Il ruolo centrale dei mitocondri nella morte cellulare programmata ha indirizzato la ricerca verso agenti radio- e chemio-terapici in grado di provocare la morte di cellule cancerose [24]. La maggior parte dei farmaci anticancro convenzionali sfrutta indirettamente i mitocondri per svolgere l’azione citotossica, per esempio attraverso l'attivazione multipla delle vie che coinvolgono la proteina p53 o la morte dei recettori. Quindi, bersagliare direttamente le funzioni mitocondriali potrebbe essere di significativa rilevanza terapeutica, dal momento che la crescita rapida e continua delle cellule tumorali è altamente energia- dipendente, che le cellule tumorali spesso sviluppano farmaco-resistenza, causando resistenza nei confronti dei segnali pro-apoptotici. Di conseguenza, oggi i mitocondri offrono diversi potenziali bersagli per la terapia anti-cancro, e sono stati proposti vari approcci per interferire con le loro funzioni all'interno delle cellule tumorali [25] (figura 7).

Questi organuli cellulari, oltre ad offrire un'ulteriore strategia per la cura del cancro, rappresentano anche il bersaglio di numerosi farmaci, usati o sviluppati per il trattamento di altre malattie, in particolare quelle neurodegenerative e cardiovascolari, come pure il diabete e certe infezioni virali.

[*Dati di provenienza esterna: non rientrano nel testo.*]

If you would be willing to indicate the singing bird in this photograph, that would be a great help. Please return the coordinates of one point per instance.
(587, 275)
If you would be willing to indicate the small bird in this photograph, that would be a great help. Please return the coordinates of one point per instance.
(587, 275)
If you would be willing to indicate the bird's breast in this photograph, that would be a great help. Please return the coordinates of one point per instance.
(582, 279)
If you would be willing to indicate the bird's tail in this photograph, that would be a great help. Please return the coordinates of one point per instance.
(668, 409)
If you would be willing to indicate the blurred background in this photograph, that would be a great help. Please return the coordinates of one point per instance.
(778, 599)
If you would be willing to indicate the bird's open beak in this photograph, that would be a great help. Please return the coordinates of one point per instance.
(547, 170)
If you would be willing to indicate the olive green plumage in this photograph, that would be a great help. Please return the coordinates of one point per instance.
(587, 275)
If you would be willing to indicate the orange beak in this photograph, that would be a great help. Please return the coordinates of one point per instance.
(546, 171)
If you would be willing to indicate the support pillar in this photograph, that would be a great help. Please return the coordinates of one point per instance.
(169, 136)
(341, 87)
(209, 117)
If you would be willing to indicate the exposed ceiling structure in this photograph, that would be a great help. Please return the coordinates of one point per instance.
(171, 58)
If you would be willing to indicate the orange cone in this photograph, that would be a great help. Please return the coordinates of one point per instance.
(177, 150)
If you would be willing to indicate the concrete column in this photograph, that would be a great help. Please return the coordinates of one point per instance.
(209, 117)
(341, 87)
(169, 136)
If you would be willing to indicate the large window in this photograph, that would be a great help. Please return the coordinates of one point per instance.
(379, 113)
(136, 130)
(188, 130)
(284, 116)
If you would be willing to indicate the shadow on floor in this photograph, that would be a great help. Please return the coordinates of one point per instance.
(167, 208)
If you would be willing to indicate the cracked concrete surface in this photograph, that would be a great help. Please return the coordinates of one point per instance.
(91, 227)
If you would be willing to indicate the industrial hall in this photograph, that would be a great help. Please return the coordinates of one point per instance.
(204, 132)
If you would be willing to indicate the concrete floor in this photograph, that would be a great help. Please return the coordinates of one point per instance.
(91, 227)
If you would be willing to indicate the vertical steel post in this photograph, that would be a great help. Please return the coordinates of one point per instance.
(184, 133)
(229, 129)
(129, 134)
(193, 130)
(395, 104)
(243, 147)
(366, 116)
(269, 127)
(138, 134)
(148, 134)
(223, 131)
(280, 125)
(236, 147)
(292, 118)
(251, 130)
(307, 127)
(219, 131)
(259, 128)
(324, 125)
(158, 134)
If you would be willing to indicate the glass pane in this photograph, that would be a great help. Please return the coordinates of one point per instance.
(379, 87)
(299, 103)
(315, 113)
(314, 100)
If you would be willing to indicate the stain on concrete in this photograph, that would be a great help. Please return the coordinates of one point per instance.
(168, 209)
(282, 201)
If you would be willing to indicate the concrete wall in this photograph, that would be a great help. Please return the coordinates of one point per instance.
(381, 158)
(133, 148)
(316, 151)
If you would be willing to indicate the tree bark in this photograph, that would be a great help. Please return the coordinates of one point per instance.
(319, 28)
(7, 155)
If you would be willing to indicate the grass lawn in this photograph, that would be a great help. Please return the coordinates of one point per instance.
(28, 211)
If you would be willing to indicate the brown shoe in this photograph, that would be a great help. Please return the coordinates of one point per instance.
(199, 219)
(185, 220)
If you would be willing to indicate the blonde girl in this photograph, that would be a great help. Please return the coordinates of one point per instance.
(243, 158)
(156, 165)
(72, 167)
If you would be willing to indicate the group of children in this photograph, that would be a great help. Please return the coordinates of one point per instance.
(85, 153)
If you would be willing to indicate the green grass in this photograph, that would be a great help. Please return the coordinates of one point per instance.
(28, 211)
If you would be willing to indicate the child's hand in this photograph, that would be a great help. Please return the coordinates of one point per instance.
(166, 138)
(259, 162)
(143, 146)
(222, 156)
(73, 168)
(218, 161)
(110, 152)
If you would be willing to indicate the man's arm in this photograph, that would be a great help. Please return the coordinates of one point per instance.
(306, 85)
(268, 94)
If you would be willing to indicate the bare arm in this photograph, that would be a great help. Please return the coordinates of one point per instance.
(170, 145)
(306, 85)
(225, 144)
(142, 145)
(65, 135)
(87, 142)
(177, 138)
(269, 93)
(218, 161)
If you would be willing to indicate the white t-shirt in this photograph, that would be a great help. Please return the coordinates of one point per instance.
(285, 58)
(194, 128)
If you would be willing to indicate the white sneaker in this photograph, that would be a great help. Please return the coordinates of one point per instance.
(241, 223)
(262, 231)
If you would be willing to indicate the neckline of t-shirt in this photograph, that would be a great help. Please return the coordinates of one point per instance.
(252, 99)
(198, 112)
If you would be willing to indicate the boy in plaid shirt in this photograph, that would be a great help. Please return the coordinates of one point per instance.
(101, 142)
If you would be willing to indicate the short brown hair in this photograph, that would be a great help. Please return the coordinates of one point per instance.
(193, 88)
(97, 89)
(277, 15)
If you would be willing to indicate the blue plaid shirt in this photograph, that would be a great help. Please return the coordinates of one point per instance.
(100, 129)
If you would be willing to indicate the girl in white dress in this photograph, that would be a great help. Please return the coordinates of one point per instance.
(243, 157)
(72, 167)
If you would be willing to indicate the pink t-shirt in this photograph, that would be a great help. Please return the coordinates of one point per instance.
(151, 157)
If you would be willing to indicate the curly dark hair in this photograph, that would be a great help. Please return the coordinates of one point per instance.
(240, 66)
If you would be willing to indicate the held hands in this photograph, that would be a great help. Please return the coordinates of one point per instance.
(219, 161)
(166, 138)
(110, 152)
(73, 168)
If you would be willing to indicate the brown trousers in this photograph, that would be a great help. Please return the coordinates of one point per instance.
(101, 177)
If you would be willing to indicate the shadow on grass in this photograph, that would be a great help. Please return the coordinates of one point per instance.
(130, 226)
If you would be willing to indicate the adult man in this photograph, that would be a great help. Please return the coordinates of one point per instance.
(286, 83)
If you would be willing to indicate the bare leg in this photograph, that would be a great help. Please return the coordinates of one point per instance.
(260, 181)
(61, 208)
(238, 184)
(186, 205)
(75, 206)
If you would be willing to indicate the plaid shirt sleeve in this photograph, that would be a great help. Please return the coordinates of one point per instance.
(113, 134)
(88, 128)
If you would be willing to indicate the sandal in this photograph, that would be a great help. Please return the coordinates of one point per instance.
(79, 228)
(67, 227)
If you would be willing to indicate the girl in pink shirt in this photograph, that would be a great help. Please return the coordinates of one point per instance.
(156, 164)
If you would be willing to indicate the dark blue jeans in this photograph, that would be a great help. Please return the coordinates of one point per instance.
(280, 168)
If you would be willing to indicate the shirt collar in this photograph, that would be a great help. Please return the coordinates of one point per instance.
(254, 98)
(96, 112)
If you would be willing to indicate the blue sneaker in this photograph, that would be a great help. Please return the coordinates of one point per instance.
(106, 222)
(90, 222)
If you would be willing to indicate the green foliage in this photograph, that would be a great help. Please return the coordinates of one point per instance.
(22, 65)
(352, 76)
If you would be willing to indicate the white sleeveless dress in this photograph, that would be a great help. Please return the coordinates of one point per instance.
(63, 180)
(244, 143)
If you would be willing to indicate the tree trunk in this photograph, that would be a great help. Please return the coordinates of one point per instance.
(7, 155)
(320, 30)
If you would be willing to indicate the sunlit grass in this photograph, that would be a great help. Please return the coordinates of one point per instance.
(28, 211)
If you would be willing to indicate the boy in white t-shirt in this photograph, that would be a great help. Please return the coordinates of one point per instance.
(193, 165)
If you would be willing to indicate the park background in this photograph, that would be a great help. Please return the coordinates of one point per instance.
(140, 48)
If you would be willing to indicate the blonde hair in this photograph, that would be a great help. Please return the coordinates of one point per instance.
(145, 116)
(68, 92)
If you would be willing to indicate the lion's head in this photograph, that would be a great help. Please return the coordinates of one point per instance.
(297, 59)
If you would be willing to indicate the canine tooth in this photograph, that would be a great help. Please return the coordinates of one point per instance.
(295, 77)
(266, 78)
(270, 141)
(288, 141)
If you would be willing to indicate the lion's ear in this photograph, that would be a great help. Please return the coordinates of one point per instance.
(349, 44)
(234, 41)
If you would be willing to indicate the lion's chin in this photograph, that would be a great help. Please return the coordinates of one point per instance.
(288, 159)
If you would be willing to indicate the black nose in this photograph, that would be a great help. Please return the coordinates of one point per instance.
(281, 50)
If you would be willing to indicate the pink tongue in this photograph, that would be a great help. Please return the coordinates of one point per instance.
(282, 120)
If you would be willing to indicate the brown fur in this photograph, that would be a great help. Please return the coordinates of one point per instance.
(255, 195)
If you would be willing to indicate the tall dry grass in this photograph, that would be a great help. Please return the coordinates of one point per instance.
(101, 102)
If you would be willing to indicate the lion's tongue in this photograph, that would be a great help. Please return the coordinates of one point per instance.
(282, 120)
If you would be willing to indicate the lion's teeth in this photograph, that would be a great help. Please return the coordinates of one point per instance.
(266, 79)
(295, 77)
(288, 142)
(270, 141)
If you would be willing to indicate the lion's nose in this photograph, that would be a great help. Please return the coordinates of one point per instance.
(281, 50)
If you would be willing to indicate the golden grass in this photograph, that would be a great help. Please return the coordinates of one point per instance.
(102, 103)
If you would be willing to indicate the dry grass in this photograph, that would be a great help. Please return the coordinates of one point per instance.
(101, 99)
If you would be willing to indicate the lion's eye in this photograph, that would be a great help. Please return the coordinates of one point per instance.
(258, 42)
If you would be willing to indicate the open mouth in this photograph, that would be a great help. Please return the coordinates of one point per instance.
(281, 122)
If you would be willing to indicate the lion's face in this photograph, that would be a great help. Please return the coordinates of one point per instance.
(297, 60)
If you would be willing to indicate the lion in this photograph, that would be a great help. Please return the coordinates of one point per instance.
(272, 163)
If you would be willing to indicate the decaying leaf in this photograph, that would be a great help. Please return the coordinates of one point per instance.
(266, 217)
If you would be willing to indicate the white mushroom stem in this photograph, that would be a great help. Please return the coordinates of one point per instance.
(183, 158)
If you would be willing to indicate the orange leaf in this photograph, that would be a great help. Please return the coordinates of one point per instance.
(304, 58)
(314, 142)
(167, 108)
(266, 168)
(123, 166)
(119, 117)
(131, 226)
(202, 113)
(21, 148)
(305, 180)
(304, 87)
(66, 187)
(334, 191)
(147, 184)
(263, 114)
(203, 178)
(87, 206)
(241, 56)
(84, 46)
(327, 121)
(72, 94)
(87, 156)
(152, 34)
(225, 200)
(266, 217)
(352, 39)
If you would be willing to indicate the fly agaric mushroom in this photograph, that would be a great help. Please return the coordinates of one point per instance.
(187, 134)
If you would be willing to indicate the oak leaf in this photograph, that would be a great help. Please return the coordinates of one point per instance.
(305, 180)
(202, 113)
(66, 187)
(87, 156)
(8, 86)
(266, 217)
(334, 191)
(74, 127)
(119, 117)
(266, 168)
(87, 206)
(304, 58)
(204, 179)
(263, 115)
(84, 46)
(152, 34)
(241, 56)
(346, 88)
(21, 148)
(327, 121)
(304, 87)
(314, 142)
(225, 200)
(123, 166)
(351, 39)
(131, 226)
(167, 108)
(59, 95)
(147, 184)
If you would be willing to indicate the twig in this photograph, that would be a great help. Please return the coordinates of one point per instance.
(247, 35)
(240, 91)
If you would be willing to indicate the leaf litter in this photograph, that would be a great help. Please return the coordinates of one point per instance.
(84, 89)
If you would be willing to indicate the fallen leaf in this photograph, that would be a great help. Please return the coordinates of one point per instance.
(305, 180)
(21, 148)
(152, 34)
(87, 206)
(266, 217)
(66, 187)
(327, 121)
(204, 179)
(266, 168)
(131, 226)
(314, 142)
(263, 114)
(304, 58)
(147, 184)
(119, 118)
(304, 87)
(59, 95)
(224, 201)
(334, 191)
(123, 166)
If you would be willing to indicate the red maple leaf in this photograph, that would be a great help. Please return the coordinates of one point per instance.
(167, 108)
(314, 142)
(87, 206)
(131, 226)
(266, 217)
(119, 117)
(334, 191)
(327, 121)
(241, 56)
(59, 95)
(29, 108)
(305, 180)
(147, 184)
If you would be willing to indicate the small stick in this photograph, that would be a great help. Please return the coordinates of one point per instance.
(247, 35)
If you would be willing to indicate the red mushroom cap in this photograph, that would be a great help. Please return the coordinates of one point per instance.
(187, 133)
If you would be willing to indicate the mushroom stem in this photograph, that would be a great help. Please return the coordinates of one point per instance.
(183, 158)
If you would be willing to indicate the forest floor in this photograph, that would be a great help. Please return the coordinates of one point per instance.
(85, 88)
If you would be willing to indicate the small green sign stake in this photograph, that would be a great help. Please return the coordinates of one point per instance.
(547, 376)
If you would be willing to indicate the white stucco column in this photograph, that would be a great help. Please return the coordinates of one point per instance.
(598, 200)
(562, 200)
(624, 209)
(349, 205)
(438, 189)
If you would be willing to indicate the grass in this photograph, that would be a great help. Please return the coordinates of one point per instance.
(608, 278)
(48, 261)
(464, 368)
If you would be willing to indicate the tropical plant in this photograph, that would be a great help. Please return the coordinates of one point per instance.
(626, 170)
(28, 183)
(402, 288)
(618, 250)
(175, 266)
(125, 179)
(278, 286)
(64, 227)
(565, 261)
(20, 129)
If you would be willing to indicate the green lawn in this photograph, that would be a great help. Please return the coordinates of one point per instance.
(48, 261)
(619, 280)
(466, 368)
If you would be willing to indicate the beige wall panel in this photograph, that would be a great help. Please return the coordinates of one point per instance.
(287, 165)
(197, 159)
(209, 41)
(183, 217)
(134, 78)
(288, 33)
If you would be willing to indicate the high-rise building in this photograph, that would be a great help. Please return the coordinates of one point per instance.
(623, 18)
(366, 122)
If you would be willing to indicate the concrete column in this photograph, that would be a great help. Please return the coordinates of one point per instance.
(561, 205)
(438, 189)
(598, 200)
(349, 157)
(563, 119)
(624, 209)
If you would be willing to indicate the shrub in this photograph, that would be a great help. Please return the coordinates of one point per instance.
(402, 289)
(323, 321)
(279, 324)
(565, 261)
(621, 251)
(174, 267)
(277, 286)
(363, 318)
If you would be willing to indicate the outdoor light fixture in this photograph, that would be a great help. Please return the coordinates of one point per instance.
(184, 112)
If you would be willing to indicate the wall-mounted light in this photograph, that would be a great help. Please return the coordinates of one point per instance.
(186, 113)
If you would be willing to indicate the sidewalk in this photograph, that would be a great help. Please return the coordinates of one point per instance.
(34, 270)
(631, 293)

Composti che alterano il potenziale di membrana

Non c’è dubbio che i mitocondri giochino un ruolo centrale nella morte cellulare programmata, infatti alcune modificazioni mitocondriali sono state descritte come tappe cruciali dell’apoptosi: diminuzione del potenziale della membrana mitocondriale (∆Ψ), blocco del trasporto elettronico e della fosforilazione ossidativa, sintesi delle specie attive dell’ossigeno e rilascio di fattori pro- apoptotici, come citocromo c, Smac/Diablo, AIF, ecc., che inducono l’attivazione delle caspasi. Poiché i mitocondri svolgono un ruolo chiave nell’induzione dell’apoptosi, è di grande interesse la possibilità di sfruttare la loro funzione pro- apoptotica per ridurre la crescita e la sopravvivenza delle cellule tumorali. Sono stati considerati essenzialmente due approcci farmacologici correlati all’apoptosi: l’inibizione della famiglia delle proteine Bcl-2 e la formazione dei pori di transizione di permeabilità.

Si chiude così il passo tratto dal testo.